Dining Out: Donut Nook old school and proud

Opened in the 1970s, shop and its delicious treats remain largely the same -- and that's a good thing



Why: Thirty-seven years ago, Phil Pomeroy opened the Donut Nook. Do the math: that was in the 1970s. Although the world around the Donut Nook has changed in the many years since it opened, step inside and everything remains just as it was, from familiar faces, to the original ’70s style décor, and last but not least, how the donuts are made: “By hand, like they’re supposed to be,” says Pomeroy. Pomeroy has seen other donut shops come and go, and vows he’ll “still be here when Krispy Kreme goes away.”

Atmosphere: Retro is an understatement. The atmosphere at the Donut Nook is straight out of the ’70s. Macramé plant holders and lots of plants, wood-paneled walls, and furniture you can only find in secondhand stores, perhaps even a petrified crumb or two and a few original coffee mugs — it’s definitely a blast from the past. I wouldn’t define it as necessarily “old-style” so much as it just hasn’t changed. The Donut Nook simply hasn’t given in to modernization and its patrons like it that way.

What I tried: I picked up two dozen assorted donuts, which were divided about evenly between raised and cake varieties. I was sure to visit on a Friday morning when sticky buns, cinnamon stacks and cinnamon rolls were available. Cherry fritters are an exclusive item, so I included a few of those, as well as old-fashioned buttermilk bars, plain and frosted cake donuts, basic and cinnamon twists, maple-frosted bars, raspberry-filled glazed, chocolate-frosted chocolate cake, and a sprinkled.
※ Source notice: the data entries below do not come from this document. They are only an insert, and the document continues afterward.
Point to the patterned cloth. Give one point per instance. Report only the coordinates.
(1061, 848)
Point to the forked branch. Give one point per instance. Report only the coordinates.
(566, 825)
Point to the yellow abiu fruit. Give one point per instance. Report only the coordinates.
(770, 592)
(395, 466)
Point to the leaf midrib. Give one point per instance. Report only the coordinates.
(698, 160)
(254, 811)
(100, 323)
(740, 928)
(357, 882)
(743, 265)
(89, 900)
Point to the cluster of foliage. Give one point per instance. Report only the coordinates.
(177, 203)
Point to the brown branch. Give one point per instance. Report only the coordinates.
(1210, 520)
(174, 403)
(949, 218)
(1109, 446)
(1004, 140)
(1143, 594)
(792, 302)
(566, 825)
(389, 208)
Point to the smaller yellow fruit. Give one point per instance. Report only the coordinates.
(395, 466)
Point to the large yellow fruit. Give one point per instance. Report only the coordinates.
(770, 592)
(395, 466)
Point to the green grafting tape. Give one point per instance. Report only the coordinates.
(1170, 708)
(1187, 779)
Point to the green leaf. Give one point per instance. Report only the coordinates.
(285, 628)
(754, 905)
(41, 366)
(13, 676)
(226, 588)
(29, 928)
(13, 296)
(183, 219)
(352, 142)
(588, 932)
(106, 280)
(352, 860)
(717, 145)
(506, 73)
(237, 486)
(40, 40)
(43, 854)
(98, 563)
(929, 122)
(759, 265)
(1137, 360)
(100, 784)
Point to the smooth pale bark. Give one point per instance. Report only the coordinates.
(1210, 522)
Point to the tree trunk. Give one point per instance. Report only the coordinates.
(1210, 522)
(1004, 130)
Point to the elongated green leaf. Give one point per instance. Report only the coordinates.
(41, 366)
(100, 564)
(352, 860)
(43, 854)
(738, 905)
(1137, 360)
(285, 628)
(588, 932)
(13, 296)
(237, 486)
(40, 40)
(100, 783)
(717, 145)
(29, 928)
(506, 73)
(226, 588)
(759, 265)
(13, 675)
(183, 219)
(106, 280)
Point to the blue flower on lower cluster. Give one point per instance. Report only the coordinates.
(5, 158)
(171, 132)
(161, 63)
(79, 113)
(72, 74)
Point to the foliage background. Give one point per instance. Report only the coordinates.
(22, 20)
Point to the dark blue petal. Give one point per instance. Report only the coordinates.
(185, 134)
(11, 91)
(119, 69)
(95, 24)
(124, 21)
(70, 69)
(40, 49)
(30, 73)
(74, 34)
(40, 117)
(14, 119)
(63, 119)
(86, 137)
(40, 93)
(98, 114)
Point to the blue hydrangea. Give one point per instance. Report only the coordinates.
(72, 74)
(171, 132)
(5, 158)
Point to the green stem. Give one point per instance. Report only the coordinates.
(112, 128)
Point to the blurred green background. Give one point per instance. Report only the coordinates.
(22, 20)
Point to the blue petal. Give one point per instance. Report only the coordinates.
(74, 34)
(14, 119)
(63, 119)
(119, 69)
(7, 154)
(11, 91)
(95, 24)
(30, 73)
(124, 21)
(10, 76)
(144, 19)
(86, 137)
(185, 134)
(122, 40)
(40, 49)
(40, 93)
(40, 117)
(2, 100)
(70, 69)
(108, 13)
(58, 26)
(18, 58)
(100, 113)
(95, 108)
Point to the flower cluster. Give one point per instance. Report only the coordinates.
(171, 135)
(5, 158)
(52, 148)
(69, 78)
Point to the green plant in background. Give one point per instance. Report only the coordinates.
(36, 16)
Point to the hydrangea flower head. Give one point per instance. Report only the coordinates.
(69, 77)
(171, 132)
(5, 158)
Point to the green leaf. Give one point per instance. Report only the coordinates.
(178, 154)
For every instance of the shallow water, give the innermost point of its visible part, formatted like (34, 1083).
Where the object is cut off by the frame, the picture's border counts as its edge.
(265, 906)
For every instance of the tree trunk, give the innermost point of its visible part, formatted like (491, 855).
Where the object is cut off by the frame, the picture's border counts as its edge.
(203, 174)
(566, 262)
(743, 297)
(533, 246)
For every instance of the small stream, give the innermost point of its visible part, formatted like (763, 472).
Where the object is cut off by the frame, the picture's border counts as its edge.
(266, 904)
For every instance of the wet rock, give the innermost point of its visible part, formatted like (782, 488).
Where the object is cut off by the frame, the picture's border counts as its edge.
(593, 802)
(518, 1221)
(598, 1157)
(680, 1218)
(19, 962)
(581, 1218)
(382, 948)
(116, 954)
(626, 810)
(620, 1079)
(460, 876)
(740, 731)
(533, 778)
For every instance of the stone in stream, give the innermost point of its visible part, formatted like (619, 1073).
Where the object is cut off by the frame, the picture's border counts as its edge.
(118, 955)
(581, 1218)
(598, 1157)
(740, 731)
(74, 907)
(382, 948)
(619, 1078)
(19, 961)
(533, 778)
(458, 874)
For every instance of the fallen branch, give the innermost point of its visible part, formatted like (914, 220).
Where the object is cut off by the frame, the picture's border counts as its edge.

Unlike the apple fritter, which has bits of fruit in it, the cherry fritter didn’t have the fruit incorporated. The flavor came from cherry-flavored syrup that was folded into the dough. The fritter imparted less fruit flavor than an apple fritter, but it was delicious all the same.

The sticky bun was topped with chopped walnuts instead of pecans and it had an old-fashioned flavor. The cinnamon roll reminded me of WinCo’s iced cinnamon rolls, and the buttermilk donuts were very dense and perfect for dunking, if that’s your pleasure. The cake donuts possessed an unmistakable nutmeg character, which brought back memories of Spudnuts’ cake donuts. I was impressed with the raspberry-filled glazed donut’s center, next to the filling, which wasn’t gooey, as is often the case.

Of my selections, the most unusual was the glazed and maple-frosted raised donut. The frosting disguised the fact that it was actually a rolled version of a cinnamon twist. The cinnamon enhanced the experience.

I found that unlike most donuts, which sport runny frosting and wet glaze after they sit for a while, Donut Nook’s frosting and glaze stays put and doesn’t emulsify.

Menu highlights beyond what I tried:
You won’t find much of a menu board at the shop. What you see is what you get. Fridays offer the widest range of donuts. The coffee is basic.

Other observations: Not everyone seeks designer coffee and automated donut creations — one look at the Donut Nook’s parking lot is proof of this. The place is by no means spotless, but if you can get past that, a classic donut experience awaits. The way I look at it, we all know donuts aren’t nutritious. So if you’re going to indulge, you may as well do it right.

The glazed donuts are best if you pop them in the microwave or toaster oven and heat them a bit. Everyone I reluctantly shared my two dozen donuts with came way impressed with the old-fashioned quality of the donuts.

Cost: Less than $10.

Hours: 5:30 a.m. to 4:30 p.m. Monday through Thursday; 5:30 a.m. to 2 p.m. Friday; 6 a.m. to 1 p.m. Saturday and Sunday.

Telephone: 360-695-5775

4403 N.E. St. Johns Road.

Health score: The Donut Nook received a score of 0 on Dec. 13. Zero is a perfect score, and Clark County Public Health closes restaurants that score 100 or higher. For information, call 360-397-8428.